小学校の課外授業か何かで、医者だという人が来たことがあった。あのときは、高学年の子どもが体育館に集められたと思う。医者は、こう切り出した。

 生まれる前のことを覚えている子はいるかな?

 当然、誰も手を挙げない。男子は特に

 何言ってんだこいつ?

という顔をしていたけれど、そんな反応は慣れっこだとばかりに、医者は話を続ける。

 はい、いませんね。それはそのとおりです。生まれて五年くらい経つと、その前のことは大体忘れてしまいます。

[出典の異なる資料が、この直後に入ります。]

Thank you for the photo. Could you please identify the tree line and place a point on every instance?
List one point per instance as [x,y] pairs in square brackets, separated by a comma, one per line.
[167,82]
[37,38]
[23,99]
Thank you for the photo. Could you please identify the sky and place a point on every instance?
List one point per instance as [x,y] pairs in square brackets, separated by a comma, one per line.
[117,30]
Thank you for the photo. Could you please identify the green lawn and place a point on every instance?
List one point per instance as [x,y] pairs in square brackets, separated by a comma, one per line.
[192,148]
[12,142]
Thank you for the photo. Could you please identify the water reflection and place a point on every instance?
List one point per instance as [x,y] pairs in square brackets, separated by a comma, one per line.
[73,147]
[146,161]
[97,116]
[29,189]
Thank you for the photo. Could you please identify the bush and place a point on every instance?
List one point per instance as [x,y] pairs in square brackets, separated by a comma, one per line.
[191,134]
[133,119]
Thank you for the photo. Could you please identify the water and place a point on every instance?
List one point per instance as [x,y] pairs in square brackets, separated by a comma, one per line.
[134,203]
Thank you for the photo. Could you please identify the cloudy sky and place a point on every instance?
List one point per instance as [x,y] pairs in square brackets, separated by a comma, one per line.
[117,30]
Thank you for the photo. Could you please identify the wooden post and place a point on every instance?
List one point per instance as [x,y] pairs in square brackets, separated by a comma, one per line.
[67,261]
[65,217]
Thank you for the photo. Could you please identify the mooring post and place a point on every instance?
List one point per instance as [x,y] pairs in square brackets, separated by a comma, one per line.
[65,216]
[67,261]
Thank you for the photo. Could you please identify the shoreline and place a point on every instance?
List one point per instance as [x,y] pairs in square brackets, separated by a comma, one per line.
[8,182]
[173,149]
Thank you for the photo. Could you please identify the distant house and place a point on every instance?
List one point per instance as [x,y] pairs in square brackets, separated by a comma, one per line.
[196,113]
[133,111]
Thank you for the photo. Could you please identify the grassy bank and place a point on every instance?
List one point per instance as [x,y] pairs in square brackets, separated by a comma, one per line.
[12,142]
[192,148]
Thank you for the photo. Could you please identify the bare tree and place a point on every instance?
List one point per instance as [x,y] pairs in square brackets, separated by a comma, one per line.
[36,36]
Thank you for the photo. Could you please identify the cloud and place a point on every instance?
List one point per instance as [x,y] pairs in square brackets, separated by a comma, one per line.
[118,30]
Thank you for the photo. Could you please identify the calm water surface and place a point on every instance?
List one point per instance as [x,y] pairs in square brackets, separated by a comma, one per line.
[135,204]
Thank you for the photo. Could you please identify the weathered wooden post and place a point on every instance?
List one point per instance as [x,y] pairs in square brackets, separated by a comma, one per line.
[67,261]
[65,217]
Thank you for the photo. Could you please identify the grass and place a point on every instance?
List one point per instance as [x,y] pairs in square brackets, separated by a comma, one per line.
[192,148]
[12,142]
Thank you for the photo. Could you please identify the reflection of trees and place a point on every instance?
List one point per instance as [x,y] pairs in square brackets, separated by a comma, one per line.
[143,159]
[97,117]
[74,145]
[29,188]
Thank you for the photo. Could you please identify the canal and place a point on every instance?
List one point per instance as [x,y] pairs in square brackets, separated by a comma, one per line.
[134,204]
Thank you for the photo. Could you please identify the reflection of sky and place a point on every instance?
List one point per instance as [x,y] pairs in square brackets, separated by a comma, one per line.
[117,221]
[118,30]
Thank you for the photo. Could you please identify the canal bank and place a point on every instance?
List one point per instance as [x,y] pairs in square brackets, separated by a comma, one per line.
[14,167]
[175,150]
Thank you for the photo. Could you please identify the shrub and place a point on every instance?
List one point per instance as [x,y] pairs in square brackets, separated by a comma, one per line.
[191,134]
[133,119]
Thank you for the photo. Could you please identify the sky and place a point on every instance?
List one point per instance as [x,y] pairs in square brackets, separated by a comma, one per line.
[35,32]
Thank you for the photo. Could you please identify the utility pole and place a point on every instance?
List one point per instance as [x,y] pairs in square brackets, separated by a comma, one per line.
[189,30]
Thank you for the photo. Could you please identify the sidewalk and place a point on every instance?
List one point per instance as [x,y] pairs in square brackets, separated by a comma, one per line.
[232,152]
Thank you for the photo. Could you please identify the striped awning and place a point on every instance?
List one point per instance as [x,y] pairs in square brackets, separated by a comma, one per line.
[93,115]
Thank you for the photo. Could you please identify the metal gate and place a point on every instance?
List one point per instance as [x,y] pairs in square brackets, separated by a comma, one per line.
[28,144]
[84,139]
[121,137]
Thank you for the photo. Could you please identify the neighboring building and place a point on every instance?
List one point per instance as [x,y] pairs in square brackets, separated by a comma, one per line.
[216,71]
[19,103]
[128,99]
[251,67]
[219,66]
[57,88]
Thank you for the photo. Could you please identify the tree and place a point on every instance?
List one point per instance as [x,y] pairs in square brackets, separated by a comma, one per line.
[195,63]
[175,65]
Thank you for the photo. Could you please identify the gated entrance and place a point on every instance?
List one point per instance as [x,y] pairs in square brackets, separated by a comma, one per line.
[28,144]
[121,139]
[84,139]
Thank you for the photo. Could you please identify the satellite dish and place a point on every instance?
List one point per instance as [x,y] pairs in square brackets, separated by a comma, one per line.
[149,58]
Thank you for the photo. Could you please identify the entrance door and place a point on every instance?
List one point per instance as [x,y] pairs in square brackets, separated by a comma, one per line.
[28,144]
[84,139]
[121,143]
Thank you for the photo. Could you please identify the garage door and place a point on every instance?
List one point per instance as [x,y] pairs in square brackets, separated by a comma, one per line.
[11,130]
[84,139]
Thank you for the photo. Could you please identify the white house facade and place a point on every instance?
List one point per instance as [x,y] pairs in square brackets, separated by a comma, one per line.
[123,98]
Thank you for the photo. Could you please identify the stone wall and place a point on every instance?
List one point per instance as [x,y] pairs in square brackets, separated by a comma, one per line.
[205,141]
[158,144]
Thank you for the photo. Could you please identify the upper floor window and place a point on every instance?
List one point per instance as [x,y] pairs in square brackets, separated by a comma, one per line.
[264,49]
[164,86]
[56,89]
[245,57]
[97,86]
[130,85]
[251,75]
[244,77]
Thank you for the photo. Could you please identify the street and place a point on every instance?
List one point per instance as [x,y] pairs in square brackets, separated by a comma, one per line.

人間の脳はそういうふうにできているんですね。

 えー、でもオレ幼稚園あがる前とか覚えてるしー。

 少し声が揚がる。

 そう! そうなんです。だから私たちは、もっと幼い……三歳になるくらいの子どもたちに、生まれる前はどこにいたの? とたずねて回りました。

 部屋が暗くなり、プロジェクターの映像が流れる。
 三歳くらいの幼児が映っている。インタビューらしい。

 ママのお腹の中にいる前はどこにいたのかな?

 おっきいテレビがみててね、ママがみえたの。そんで、しゅーってなった。

 しゅーっていうのはすべり台かな?

 あ、すべいだい。

 どうして降りたの?

 ママだーって、おもったから。

 この人が自分のママだって思った?

 ん? んー。

 そうした映像がひとしきり流れ、部屋が明るくなる。

 今見てもらったとおりなんですが、生まれる前の記憶のある子の多くが、自分でママを選んだと言うんですね。

 映像を引き継ぐように医者は語る。

 「どうしてママを選んだの?」と聞くと、「ママを助けるため」とか「幸せにするため」と言う子もいます。ここにいるみなさんもそういうふうに生まれてきたのではないでしょうか。

  誰も音を立てなかった。

 感想を書けと手渡された原稿用紙を、私はただじっと見つめていた。

周音(あまね)

 ……。

 母親を助けよう、幸せにしてやろうと選んで生まれてきたのなら、

周音(あまね)

 私は、一体何なのだろう。

 私を産んで間もなく、お母さんは亡くなった。私がいなければ、もっと長く生きられた可能性は高い。

周音(あまね)

 私がお母さんを選んだのなら……。

 何のために?
 命を奪うため?

周音(あまね)

 ……。

 何を書いたかは、もう忘れた。